İçeriğe geç

Macron Yine Boyunu Aşan İşlere Girmedi mi?

Bu yılın ilk 8 ayında Fransa’yla ilişkilerde nereden nereye geldik, ana başlıkları ile hatırlatalım.

Fransa Cumhurbaşkanı Macron, Afrin operasyonumuzu “işgâl” olarak niteledi. Sert dille kınadık.

Trump, “Suriye’deki ortak stratejik zorluklara karşı Türkiye’yle işbirliğinin yoğunlaştırılması” görevini verince, YPG’li teröristleri ağırlayıp, “Türkiye ile SDG arasında arabuluculuk yapabiliriz” dedi ve Türkiye’ye karşı Münbiç’e asker gönderme sözü verdi. Gönderdi de. Erdoğan, şöyle tepki gösterdi:

“Fransa’nın yanlış bulduğumuz ve yanılgılardan kaynakladığını umduğumuz ifadelerinden fevkalade üzüntü duyuyoruz. Geçen hafta Macron’un kendisiyle görüştük. Baktım garip garip şeyler söylüyor. Garip garip şeyler söyleyince de frekansı da yüksek oldu, ama söylemek zorunda kaldım. Bizim Silahlı Kuvvetlerimizi asla kabullenemeyeceğimiz bir yere oturtmak kimsenin haddine değil. Terör örgütleri mensuplarını dün bir kez daha en üst düzeyde ağırlayanlar bunun Türkiye’ye karşı husumet hamlesinden başka bir anlamı olmadığını bilmelidir… ‘YPG’ye destek garantisi verdik’, lafa bak. SDG ile Türkiye arasında arabulucu olabiliriz lafı şayet doğruysa, bunu söyleyen kişinin haddini ve boyunu çok aşan bir beyandır bu. Bizde bir söz var ya gelin güvey olmak filan. Sana böyle bir görevi kim verdi. Bunu söyleyen kişinin haddini ve boyunu çok aşan bir beyandır bu. Boyunu aşan işlere girme. Türkiye’nin ne zamandan beri terör örgütleriyle bir masaya oturmak gibi bir sorunu var? Siz terör örgütleri ile beraber masaya oturabilirsiniz, ama Türkiye terör örgütleriyle mücadelesini Afrin’de olduğu gibi yapacak. Bu tavrından sonra Fransa’nın hiçbir terör örgütünden, hiçbir teröristten, hiçbir terör eyleminden şikayetçi olma hakkı kalmamıştır. Bizim bu konuda şakamızın olmadığını anlamaları için daha ne söylememiz gerekiyor?”

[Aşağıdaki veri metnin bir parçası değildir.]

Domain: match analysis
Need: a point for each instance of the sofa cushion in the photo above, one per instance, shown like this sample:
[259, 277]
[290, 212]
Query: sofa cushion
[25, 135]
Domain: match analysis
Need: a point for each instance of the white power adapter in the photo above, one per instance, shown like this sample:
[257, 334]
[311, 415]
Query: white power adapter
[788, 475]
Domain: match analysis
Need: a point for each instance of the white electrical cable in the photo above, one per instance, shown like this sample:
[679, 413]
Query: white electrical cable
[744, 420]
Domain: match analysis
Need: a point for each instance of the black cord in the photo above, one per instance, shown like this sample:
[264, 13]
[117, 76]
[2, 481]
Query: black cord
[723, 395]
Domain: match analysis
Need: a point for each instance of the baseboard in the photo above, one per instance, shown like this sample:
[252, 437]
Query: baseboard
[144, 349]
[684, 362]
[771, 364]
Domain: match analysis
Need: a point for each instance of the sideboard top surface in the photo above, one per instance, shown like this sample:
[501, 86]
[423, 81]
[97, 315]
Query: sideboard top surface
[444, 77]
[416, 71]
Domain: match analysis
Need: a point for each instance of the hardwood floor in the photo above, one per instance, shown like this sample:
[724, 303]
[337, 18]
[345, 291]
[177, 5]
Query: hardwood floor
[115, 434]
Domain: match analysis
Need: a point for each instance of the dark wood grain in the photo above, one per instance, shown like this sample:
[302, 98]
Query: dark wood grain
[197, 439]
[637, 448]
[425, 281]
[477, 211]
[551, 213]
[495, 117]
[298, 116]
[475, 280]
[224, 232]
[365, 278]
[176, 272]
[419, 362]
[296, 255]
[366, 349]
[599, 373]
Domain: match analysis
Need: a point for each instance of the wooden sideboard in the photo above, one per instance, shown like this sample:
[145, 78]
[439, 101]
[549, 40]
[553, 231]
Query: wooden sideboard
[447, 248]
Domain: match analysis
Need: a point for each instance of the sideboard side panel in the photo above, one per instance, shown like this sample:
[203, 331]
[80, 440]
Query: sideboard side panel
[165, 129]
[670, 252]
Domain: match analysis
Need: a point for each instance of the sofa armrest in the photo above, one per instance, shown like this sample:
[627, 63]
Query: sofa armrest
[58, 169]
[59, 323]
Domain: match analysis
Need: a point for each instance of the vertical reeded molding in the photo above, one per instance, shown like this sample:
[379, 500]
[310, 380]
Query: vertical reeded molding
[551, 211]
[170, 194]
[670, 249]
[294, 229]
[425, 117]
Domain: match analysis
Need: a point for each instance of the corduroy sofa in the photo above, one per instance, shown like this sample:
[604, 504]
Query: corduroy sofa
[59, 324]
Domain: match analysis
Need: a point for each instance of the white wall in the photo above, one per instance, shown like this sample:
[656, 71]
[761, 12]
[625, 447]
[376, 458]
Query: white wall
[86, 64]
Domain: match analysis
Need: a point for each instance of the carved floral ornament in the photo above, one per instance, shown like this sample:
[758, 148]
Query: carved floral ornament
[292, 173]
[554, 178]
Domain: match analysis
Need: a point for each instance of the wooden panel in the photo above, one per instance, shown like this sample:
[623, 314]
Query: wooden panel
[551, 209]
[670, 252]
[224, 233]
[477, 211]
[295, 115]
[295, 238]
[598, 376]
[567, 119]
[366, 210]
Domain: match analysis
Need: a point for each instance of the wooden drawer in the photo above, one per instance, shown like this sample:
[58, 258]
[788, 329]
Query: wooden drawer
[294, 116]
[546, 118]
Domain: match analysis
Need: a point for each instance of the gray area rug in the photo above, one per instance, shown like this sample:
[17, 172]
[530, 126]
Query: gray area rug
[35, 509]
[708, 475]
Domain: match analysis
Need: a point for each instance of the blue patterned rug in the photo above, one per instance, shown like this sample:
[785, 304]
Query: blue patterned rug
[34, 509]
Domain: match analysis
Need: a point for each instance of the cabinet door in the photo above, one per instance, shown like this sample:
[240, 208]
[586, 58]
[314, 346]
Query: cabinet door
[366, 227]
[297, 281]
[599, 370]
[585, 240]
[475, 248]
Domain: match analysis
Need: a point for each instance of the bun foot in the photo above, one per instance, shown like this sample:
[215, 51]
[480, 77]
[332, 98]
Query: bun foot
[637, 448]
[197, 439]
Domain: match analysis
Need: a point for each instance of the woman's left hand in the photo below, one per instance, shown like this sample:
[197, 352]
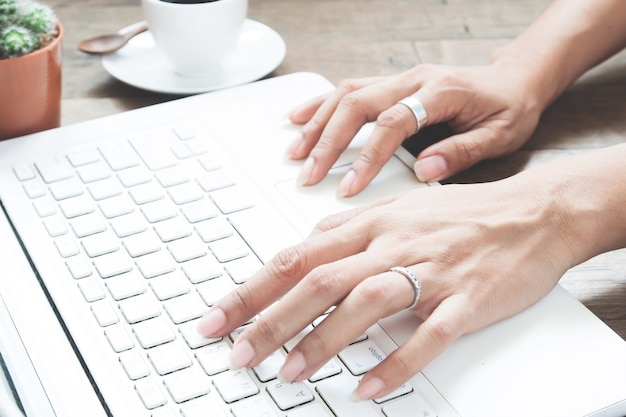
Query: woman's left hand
[481, 252]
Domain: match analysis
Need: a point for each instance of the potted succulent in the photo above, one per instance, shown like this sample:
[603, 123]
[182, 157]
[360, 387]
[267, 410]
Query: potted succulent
[30, 68]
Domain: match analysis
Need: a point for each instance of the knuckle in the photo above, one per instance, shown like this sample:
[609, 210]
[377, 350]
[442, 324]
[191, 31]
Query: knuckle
[323, 281]
[391, 118]
[288, 263]
[468, 151]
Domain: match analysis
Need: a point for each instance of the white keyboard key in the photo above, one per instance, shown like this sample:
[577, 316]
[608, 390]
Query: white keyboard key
[91, 290]
[229, 248]
[209, 163]
[172, 176]
[70, 187]
[214, 358]
[331, 368]
[361, 357]
[119, 155]
[185, 193]
[214, 229]
[172, 229]
[134, 365]
[128, 224]
[150, 393]
[268, 369]
[199, 210]
[186, 384]
[80, 157]
[78, 267]
[142, 243]
[214, 290]
[93, 172]
[76, 206]
[214, 180]
[256, 406]
[155, 264]
[184, 308]
[288, 396]
[54, 169]
[139, 308]
[125, 285]
[403, 389]
[44, 207]
[136, 175]
[106, 188]
[153, 332]
[154, 152]
[87, 225]
[413, 405]
[169, 285]
[116, 206]
[235, 385]
[168, 358]
[146, 193]
[34, 189]
[240, 270]
[310, 410]
[66, 246]
[55, 226]
[336, 392]
[118, 338]
[187, 248]
[232, 199]
[159, 210]
[202, 269]
[198, 407]
[194, 339]
[24, 172]
[112, 264]
[104, 313]
[100, 244]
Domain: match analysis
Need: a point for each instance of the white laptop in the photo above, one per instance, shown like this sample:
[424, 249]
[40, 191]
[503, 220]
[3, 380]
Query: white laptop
[111, 250]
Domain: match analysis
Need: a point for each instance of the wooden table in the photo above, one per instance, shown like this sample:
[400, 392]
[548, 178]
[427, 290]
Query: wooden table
[351, 38]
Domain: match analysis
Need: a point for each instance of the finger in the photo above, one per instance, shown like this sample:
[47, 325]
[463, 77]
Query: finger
[278, 276]
[316, 123]
[374, 298]
[304, 112]
[446, 323]
[457, 153]
[392, 127]
[322, 288]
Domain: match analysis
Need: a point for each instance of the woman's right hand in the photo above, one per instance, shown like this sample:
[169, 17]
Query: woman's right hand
[489, 108]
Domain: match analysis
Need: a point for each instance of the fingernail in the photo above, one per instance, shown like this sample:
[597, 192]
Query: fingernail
[212, 322]
[294, 146]
[307, 171]
[346, 183]
[241, 355]
[431, 168]
[367, 389]
[292, 368]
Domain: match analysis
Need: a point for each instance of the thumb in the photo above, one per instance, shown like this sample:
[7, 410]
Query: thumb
[455, 154]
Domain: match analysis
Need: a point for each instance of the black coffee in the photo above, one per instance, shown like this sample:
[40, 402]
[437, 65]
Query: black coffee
[189, 1]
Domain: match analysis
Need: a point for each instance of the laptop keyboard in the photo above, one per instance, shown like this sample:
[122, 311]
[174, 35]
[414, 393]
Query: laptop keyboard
[147, 227]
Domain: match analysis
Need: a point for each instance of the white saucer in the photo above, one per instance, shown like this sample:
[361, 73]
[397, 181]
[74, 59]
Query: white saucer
[141, 64]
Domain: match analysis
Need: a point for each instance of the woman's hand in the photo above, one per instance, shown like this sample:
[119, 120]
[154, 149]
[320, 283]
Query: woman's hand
[481, 252]
[490, 109]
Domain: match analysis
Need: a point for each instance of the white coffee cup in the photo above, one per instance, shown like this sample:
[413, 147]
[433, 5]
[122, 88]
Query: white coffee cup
[196, 37]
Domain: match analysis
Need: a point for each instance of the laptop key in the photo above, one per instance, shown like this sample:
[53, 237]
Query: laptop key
[150, 393]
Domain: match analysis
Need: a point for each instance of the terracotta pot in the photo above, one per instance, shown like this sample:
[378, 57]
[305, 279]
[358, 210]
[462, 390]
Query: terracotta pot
[30, 91]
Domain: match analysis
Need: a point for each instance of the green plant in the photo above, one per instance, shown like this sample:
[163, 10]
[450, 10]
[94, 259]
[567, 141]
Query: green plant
[25, 25]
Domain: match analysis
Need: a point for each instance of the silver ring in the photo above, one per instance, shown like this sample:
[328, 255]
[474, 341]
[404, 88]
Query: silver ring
[418, 110]
[417, 285]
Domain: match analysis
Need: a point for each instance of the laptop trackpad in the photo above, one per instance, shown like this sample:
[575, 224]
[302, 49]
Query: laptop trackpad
[313, 203]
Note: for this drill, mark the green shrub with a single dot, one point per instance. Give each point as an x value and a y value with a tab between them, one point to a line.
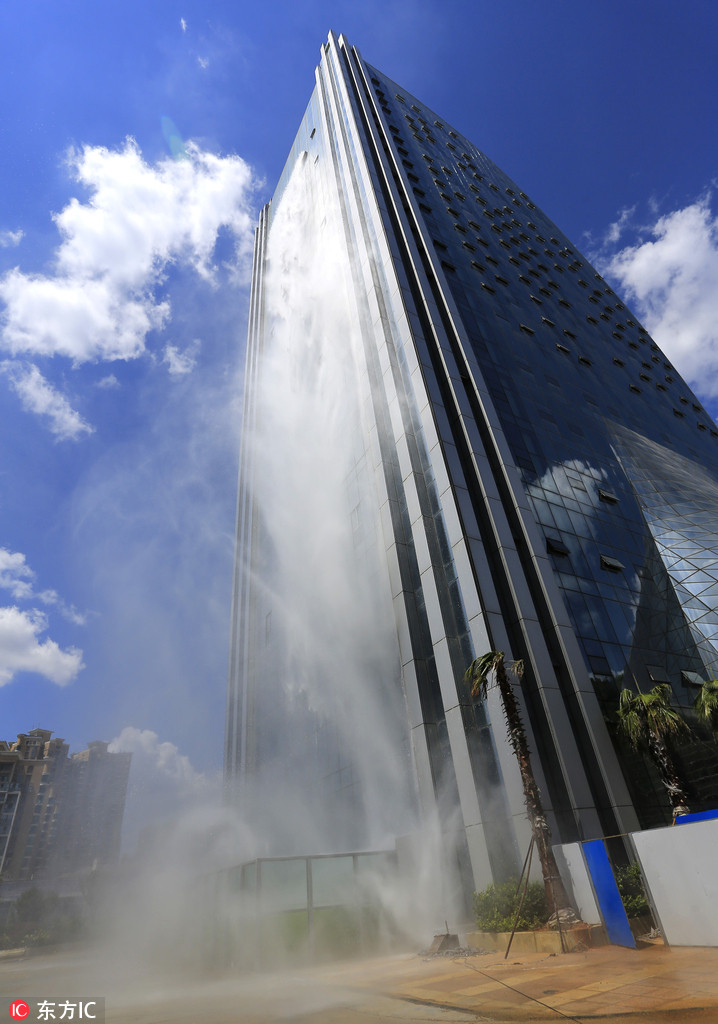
496	907
632	892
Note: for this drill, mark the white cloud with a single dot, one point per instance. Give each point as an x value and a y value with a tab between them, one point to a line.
670	275
102	299
159	758
178	363
15	574
163	784
619	226
10	239
37	395
16	577
22	649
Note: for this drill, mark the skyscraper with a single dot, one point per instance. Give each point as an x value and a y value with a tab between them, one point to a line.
457	438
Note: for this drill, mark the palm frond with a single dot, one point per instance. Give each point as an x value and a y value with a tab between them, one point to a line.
477	674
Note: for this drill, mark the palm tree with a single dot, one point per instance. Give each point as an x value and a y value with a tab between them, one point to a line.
707	705
647	721
476	676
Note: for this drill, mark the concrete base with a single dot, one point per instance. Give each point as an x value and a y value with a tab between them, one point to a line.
539	942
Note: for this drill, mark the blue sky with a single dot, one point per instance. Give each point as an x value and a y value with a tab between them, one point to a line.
123	289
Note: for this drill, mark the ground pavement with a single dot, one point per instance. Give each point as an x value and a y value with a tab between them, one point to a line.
653	985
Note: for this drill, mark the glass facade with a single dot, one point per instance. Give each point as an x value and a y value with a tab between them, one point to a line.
540	478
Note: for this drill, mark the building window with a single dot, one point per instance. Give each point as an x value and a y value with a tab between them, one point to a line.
611	564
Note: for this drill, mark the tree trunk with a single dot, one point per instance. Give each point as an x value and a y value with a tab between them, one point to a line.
556	896
661	756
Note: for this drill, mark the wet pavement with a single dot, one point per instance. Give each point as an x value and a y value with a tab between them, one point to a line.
655	985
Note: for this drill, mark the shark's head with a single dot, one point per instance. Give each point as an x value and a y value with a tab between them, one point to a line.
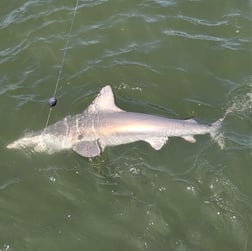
40	143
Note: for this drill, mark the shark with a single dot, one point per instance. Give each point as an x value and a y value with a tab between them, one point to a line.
104	124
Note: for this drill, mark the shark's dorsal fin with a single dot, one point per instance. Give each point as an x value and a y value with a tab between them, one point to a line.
104	101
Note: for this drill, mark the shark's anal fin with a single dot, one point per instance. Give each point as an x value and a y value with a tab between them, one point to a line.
87	149
157	142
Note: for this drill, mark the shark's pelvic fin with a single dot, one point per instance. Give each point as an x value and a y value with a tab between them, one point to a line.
157	142
87	149
104	101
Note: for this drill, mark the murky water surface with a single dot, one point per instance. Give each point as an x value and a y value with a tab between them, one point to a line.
178	59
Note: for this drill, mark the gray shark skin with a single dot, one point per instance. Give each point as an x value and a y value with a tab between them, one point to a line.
104	124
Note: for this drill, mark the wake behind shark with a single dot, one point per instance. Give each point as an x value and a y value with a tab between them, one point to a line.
104	124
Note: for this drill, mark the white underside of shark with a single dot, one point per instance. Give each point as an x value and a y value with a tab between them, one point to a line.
104	124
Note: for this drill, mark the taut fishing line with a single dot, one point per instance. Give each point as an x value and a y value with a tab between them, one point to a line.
53	100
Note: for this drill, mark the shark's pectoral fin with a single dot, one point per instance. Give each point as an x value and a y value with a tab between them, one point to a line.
189	138
87	148
157	142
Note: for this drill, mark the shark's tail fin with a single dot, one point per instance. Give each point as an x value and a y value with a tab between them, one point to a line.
215	130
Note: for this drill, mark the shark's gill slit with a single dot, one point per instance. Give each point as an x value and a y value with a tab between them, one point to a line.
104	124
53	100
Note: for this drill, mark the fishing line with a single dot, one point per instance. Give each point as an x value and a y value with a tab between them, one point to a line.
53	100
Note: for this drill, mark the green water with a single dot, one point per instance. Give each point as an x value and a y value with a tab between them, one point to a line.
178	59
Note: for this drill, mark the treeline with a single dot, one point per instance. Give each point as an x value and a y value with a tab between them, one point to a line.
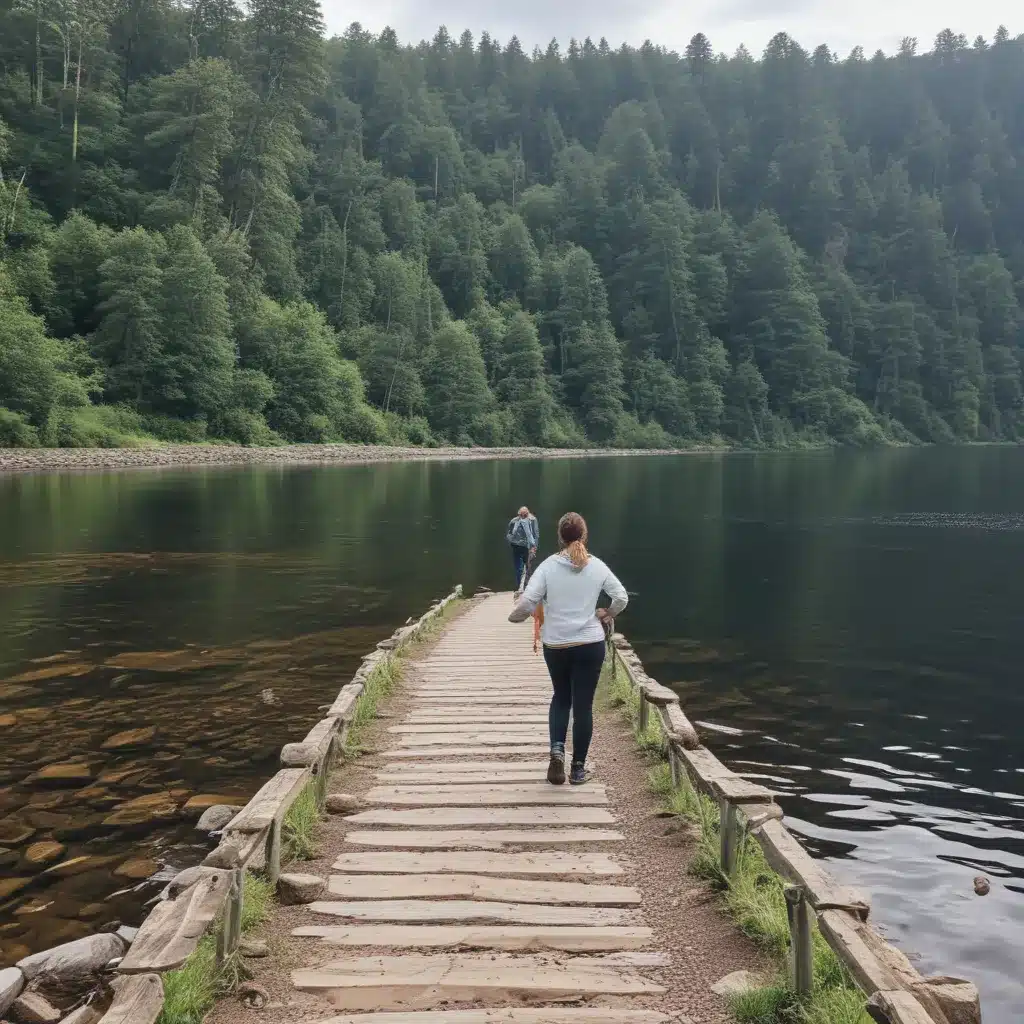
216	224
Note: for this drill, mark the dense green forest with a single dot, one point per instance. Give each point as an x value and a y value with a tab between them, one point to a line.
214	223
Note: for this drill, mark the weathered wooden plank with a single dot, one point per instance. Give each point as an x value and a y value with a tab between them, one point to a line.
485	768
470	817
509	737
476	779
507	725
510	1015
512	938
527	751
478	887
494	796
174	927
427	911
423	981
478	718
842	932
468	839
790	859
271	802
550	862
137	999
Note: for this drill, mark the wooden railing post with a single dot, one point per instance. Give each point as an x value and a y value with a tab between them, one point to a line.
230	933
802	948
273	850
730	836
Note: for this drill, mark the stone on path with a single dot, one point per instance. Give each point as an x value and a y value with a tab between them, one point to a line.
342	803
294	889
478	887
254	948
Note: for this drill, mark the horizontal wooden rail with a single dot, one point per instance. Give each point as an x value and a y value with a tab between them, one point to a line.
895	991
200	897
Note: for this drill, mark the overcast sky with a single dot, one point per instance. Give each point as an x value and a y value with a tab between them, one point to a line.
871	24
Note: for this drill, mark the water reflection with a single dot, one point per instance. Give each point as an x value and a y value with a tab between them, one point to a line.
844	627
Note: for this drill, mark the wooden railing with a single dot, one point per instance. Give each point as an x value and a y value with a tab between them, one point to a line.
896	992
213	892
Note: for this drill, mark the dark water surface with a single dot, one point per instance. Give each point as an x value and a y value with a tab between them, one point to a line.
850	625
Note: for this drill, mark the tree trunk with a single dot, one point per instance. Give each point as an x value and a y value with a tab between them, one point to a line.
39	62
344	257
78	92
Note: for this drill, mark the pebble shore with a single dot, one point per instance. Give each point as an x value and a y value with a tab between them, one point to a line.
44	460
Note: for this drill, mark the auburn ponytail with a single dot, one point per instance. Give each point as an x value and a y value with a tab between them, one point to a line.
572	537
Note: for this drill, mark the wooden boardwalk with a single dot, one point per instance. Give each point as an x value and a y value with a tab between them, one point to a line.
482	887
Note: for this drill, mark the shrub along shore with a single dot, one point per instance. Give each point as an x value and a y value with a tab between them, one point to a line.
29	460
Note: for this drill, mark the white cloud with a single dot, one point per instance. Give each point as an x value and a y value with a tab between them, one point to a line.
872	24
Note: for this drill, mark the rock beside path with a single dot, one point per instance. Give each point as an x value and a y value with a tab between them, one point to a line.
343	803
295	889
32	1008
73	962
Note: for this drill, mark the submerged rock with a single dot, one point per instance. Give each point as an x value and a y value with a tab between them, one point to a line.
214	818
11	983
73	962
130	737
33	1008
294	889
60	774
43	853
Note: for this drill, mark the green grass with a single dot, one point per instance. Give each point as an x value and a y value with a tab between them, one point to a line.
386	675
298	836
753	895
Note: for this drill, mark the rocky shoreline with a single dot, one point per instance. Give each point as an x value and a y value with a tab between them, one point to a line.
169	456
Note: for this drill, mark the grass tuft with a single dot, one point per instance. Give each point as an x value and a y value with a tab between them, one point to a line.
189	991
754	895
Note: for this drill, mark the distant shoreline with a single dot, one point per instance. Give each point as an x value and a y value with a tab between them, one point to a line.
193	456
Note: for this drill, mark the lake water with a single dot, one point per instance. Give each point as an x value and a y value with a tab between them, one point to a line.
847	627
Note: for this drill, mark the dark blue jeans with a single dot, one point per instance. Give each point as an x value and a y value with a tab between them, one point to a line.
574	673
520	558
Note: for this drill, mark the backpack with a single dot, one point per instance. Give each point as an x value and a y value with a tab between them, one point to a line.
518	532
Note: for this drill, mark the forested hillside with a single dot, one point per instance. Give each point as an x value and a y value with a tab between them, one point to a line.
216	224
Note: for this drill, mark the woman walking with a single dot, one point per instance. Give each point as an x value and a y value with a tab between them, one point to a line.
568	585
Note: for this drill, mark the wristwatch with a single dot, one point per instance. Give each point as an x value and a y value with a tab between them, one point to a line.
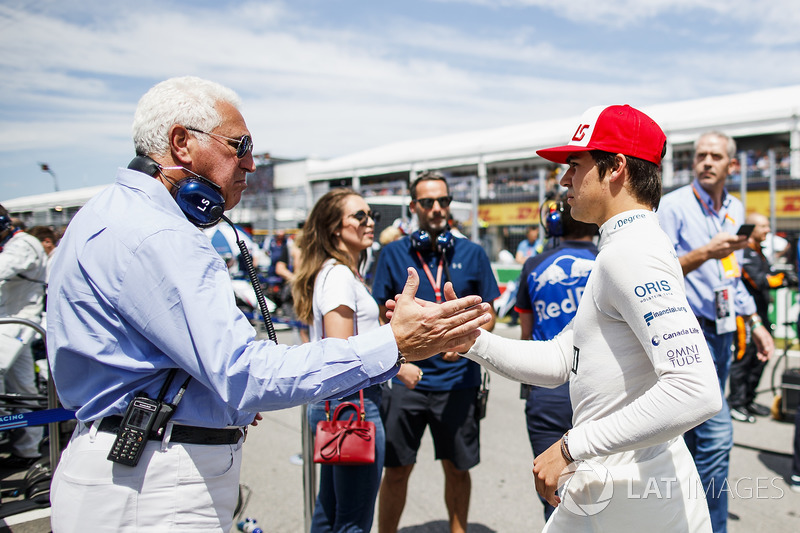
565	449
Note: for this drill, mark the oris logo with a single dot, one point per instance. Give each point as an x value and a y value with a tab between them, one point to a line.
653	287
627	220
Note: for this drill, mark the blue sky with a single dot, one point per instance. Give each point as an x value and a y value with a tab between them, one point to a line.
331	77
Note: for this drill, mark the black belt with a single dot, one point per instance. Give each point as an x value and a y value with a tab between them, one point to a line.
706	323
183	434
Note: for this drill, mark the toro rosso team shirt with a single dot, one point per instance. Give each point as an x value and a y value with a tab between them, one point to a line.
639	368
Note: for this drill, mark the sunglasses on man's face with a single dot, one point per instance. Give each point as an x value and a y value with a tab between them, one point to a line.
362	216
427	203
243	144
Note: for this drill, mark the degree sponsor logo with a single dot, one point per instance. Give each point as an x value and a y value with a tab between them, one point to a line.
684	356
627	220
652	315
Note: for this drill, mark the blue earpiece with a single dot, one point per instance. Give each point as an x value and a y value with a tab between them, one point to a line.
199	198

Fransa’da eski Cumhurbaşkanı Sarkozy dahil 300 kişi, “Kuran-ı Kerim’den bazı ayetlerin çıkarılması” talepli bir bildiri yayınlayınca da Erdoğan, şunları söyledi:

“Ey Batı bak!.. Kutsallarınıza saldırmayacağız, ama sizi alaşağı edeceğiz. Biz sizin ne denli aşağılık olduğunuzu biliyoruz. Bunu zaten her yerde yaptınız, yapıyorsunuz, yeni tanımadık sizi. 1. ve 2. Dünya Savaşlarını hatırlayın. Tek dertleri pastadan daha çok pay almak isteyen muhterisler, dünyamızı yakıp yıkarken geride on milyonlarca kurban bıraktılar. Sadece Ruanda mı? Cezayir’de, Fransızlar 5 milyon Müslümanı orada katlettiler. Libya’da aynı Fransızlar orada da yine devasa bir katliam yaptılar. Dünyanın sesi çıktı mı? Çıkmadı, yine sessiz kaldılar. Çünkü yapı, karakter, cibilliyet bu.”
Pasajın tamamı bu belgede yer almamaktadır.